Contrats de partenariat : une offre finale ajustable

Partenariat public-privé

Saisi par plus de soixante sénateurs sur la question, le Conseil constitutionnel a, par une décision du 12 février 2009, validé la remise d’offres finales non définitivement bouclées financièrement pour les contrats de partenariat.

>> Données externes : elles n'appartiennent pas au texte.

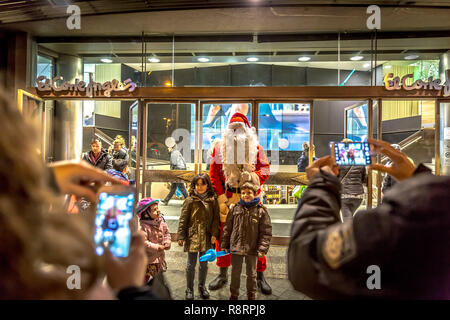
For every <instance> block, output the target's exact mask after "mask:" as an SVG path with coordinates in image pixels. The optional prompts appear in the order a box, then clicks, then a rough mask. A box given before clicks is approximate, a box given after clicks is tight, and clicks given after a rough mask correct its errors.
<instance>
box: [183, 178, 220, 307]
mask: <svg viewBox="0 0 450 320" xmlns="http://www.w3.org/2000/svg"><path fill="white" fill-rule="evenodd" d="M219 223H220V221H219V203H218V202H217V197H216V194H215V192H214V189H213V188H212V185H211V181H210V180H209V176H208V174H204V173H203V174H198V175H196V176H195V177H194V178H193V179H192V182H191V186H190V188H189V197H188V198H187V199H186V200H185V201H184V203H183V208H182V209H181V215H180V219H179V224H178V237H177V238H178V244H179V245H180V246H182V245H183V244H184V251H185V252H188V260H187V266H186V282H187V285H186V286H187V288H186V300H193V299H194V277H195V265H196V264H197V258H199V257H200V256H202V255H204V254H205V253H206V251H207V250H208V249H211V248H214V244H215V242H216V239H217V238H218V237H219ZM199 263H200V268H199V274H198V290H199V291H200V295H201V296H202V298H203V299H209V292H208V290H207V289H206V287H205V282H206V276H207V273H208V261H203V262H201V261H200V262H199Z"/></svg>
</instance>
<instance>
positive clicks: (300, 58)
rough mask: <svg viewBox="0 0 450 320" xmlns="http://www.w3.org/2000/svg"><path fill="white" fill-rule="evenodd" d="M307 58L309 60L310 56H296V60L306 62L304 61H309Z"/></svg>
mask: <svg viewBox="0 0 450 320" xmlns="http://www.w3.org/2000/svg"><path fill="white" fill-rule="evenodd" d="M309 60H311V57H299V58H298V61H302V62H306V61H309Z"/></svg>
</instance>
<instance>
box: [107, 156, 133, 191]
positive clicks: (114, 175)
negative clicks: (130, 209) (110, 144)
mask: <svg viewBox="0 0 450 320" xmlns="http://www.w3.org/2000/svg"><path fill="white" fill-rule="evenodd" d="M106 173H108V174H109V175H110V176H113V177H114V178H117V179H119V180H121V181H122V184H125V185H129V184H130V181H129V179H128V162H127V161H126V160H125V159H114V160H113V168H112V169H109V170H106Z"/></svg>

Le Conseil constitutionnel estime que cette disposition, prévue par l’article 13 de la loi pour l’accélération des programmes de construction et d’investissement publics et privés du 17 février (JO
du 18 février) (voir HA
n° 4) « ne porte atteinte ni au principe d’égalité devant la commande publique qui résulte de l’article 6 de la Déclaration de 1789, ni à l’exigence de bon emploi des deniers publics qui découle de ses articles 14 et 15
».

À deux conditions. L’offre, une fois ajustée financièrement, doit encore être l’offre économiquement la plus avantageuse. Cet ajustement ne peut porter que sur la composante financière du coût global, à l’exclusion de tout autre élément. En d’autres termes, la variation des modalités de financement ne saurait bouleverser l’économie de l’offre de partenariat. Avec cette disposition, le législateur a souhaité prendre temporairement en compte l’instabilité des marchés financiers.

Référence : Décision du Conseil Constitutionnel n° 2009-575 DC du 12 février 2009.